Aber auch Großkonzerne leisten ihren Beitrag zur Verschärfung vieler Umweltprobleme. Selbst wenn die Kosten der Umweltverschmutzung die Profite übersteigen, wird dies häufig nicht berücksichtigt, weil sie (z.B. die Behandlung von Atemwegserkrankungen, der Wiederaufbau nach Unwetterschäden, die Reinigung von verschmutztem Wasser) die Allgemeinheit zu tragen hat, während die Profite in die Taschen weniger Profiteure wandern. Diese Beobachtung veranlasste James K. Boyce dazu zu zeigen, dass ungleiche Machtverteilungen tendenziell zu mehr Umweltverschmutzung führen.  

Verstärkt wird dies noch dadurch, dass im Neoliberalismus nur der kurzfristige Profit wichtig und viele langfristig für die Gesellschaft rentable Investitionen nicht interessant sind. Daher bringen einige Firmen Produkte auf den Markt, die so konstruiert sind, dass sie besonders schnell kaputt werden.

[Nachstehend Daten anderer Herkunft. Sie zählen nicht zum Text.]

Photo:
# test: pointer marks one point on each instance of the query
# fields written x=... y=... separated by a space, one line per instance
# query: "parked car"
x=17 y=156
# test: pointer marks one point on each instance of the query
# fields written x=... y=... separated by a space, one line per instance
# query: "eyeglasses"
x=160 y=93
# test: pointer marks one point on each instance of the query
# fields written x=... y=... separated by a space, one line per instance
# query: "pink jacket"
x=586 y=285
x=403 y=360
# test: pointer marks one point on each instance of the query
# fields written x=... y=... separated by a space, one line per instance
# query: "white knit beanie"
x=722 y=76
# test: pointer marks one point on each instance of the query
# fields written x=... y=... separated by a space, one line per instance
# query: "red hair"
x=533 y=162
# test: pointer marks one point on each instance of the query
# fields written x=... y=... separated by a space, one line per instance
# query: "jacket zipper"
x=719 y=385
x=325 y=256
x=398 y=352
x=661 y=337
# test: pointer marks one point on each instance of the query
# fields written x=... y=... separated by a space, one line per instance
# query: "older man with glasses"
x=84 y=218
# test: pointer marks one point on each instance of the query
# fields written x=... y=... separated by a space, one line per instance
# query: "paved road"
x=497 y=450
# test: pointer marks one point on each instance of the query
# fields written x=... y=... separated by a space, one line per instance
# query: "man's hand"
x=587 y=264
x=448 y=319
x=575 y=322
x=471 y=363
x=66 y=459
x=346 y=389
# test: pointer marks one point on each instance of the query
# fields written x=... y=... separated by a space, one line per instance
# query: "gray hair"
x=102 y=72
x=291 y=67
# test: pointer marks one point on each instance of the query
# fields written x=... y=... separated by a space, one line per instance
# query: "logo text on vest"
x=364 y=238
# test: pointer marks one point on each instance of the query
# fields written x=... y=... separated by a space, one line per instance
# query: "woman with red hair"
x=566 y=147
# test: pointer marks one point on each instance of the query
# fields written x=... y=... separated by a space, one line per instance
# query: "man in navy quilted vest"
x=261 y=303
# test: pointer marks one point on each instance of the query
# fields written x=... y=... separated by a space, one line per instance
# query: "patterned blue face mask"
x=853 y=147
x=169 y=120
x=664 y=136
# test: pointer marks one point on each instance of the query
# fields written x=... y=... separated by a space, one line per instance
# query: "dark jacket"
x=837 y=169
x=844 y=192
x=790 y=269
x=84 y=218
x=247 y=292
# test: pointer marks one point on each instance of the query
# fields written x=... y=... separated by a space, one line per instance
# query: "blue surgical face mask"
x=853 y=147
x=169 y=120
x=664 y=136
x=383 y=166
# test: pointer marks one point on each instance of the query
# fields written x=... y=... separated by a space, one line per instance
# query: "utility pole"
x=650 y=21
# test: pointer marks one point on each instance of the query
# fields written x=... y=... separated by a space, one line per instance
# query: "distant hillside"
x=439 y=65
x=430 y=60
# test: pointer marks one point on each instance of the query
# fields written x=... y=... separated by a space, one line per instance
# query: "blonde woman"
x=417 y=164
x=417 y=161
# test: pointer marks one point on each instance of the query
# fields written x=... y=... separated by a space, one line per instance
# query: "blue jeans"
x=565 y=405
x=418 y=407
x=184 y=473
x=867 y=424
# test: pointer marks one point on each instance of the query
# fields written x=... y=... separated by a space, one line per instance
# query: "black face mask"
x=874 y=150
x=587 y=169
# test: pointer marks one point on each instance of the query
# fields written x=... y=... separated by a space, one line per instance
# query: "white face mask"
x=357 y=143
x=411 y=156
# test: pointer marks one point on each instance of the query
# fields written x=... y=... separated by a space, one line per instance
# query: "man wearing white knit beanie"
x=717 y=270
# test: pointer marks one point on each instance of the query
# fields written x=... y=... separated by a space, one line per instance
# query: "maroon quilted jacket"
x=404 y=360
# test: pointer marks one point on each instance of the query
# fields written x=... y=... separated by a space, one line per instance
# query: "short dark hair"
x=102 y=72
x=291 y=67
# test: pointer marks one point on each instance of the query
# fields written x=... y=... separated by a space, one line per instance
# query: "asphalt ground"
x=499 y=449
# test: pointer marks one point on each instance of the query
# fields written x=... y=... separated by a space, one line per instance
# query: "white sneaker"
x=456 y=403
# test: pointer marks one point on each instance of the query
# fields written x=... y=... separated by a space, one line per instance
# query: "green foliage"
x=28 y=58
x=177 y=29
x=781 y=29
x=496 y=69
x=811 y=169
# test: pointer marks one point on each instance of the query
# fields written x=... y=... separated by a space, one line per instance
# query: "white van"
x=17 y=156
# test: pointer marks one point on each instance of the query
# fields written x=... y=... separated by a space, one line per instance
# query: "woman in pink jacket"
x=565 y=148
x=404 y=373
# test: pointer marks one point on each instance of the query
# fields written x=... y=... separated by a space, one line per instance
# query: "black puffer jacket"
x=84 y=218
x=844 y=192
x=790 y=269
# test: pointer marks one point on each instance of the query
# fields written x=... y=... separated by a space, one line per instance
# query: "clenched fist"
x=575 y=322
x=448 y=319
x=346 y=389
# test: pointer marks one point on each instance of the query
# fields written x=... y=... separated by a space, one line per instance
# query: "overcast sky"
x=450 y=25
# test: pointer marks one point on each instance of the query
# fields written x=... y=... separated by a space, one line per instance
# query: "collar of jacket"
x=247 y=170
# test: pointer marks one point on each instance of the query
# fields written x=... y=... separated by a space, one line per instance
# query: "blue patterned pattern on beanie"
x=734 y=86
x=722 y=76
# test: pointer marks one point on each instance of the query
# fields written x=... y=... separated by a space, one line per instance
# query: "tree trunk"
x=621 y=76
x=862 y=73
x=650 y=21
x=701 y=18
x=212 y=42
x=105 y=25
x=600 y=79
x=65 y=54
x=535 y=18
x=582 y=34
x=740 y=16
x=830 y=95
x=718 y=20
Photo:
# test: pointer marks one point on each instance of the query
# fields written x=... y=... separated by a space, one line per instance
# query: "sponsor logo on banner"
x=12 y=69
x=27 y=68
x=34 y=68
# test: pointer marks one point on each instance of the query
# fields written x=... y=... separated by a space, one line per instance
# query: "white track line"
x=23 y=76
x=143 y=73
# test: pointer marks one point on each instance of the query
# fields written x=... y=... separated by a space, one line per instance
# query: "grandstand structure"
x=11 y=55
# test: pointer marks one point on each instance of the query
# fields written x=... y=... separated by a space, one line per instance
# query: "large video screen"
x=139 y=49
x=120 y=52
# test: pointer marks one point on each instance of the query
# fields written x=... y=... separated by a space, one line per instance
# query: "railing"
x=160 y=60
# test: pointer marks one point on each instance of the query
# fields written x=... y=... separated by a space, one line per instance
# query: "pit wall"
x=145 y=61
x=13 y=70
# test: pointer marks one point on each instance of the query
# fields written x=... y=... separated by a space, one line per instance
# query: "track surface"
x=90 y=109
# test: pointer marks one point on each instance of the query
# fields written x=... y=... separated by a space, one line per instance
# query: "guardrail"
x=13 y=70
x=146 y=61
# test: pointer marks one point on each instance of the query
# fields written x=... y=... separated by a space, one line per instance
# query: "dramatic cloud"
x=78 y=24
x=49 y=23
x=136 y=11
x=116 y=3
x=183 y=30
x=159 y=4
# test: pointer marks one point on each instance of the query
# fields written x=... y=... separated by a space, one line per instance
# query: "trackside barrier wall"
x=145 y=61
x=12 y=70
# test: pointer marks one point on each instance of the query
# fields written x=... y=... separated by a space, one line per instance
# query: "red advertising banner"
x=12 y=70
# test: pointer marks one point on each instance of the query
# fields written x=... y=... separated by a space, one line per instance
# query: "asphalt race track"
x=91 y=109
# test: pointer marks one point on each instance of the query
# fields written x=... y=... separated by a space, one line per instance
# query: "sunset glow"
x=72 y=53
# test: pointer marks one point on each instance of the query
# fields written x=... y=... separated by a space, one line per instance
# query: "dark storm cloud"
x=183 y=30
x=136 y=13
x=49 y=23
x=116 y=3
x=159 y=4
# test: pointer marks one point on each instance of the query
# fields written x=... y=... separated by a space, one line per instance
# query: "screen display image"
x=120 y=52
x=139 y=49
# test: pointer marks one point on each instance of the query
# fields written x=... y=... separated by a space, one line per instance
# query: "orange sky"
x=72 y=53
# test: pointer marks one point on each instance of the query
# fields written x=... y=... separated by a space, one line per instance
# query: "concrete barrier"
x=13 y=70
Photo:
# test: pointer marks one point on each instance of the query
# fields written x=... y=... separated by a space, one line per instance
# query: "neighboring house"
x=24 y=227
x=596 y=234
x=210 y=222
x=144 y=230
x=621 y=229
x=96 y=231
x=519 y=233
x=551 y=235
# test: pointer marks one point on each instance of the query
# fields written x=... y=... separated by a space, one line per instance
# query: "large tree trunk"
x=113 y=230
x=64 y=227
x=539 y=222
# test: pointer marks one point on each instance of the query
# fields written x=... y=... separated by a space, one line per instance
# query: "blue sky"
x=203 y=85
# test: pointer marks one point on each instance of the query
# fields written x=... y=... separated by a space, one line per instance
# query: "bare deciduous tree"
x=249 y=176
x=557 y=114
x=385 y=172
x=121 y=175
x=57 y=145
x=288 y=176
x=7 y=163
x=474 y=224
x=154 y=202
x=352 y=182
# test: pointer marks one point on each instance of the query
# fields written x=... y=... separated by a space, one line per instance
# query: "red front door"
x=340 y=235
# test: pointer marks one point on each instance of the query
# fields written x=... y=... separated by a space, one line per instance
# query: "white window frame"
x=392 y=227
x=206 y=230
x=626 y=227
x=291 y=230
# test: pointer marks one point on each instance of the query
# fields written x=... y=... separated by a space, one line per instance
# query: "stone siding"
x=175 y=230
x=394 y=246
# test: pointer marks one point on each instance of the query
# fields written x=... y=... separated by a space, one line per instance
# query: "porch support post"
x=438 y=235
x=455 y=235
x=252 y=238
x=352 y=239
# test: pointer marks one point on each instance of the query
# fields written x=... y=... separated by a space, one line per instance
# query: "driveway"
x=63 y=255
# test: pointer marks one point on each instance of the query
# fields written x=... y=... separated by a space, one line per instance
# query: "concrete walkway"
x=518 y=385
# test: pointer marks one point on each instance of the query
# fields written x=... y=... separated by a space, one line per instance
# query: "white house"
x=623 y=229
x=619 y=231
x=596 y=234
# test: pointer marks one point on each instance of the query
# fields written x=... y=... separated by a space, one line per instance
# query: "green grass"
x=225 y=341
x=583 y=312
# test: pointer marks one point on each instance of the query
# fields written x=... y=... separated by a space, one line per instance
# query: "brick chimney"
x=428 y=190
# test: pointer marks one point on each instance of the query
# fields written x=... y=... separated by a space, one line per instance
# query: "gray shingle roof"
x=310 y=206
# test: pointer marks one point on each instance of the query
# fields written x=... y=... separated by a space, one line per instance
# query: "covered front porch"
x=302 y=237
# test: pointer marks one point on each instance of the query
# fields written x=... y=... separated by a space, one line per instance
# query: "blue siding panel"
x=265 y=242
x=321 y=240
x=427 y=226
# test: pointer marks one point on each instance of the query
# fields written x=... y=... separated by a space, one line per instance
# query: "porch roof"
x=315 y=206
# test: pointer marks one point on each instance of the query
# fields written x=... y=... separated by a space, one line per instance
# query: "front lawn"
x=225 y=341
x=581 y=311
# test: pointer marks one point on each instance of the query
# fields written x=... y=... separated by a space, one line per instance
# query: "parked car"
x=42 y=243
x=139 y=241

Dieses Phänomen ist unter dem Namen „geplante Obsoleszenz“ bekannt und geht nicht nur zulasten des Budgets des Käufers, sondern sorgt auch für einen höheren Ressourcenverbrauch und für mehr Umweltbelastung. 

Ungleichheit beseitigen

Auch deshalb kann man sich die Frage stellen, ob wirtschaftspolitische Maßnahmen wie etwa eine verstärkte Umverteilung nicht auch positive Effekte auf die Umwelt hätten. Studien zeigen, dass Länder mit einer egalitäreren Einkommens- und Vermögensverteilung deutlich ökologischer sind, weil diese Gesellschaften als fairer und gerechter empfunden werden. BewohnerInnen eines Staates, die ihre Gesellschaft als gerecht empfinden, sind eher bereit, weniger egoistisch zu agieren und sich – etwa durch besonders umweltbewusstes Verhalten  – mehr für die Gemeinschaft einzusetzen. 

Umverteilung hilft

So wird in gleicheren Gesellschaften z.B. deutlich mehr Müll recycelt. Studien konnten sogar nachweisen, dass in Ländern mit einer besonders gerechten Einkommens- und Vermögensverteilung deutlich weniger (Ur-)Wald gerodet wird. Noch größeren Einfluss hat aber,  dass ungerechte Einkommens- und Vermögensverteilungen sinnvolle ökologische Maßnahmen wie etwa Arbeitszeitverkürzungen verhindern. In ungleichen Gesellschaften ist der Druck sehr stark, den eigenen Status in der Gemeinschaft über sehr lange Arbeitszeiten zu halten. Daher ist die jährliche Arbeitszeit in ungleichen Ländern im Schnitt um mehr als 400 Stunden länger als in Gesellschaften mit einer egalitäreren Einkommens- und Vermögensverteilung. Dabei könnten Arbeitszeitverkürzungen  unter sonst gleichen Bedingungen neben vielen positiven sozialen Auswirkungen auch die Umweltbelastung deutlich reduzieren. Eine stärkere Umverteilung von Einkommen und Vermögen kann daher nicht nur einen Beitrag zu einer sozial gerechteren, sondern auch zu einer umweltfreundlicheren Gesellschaft leisten.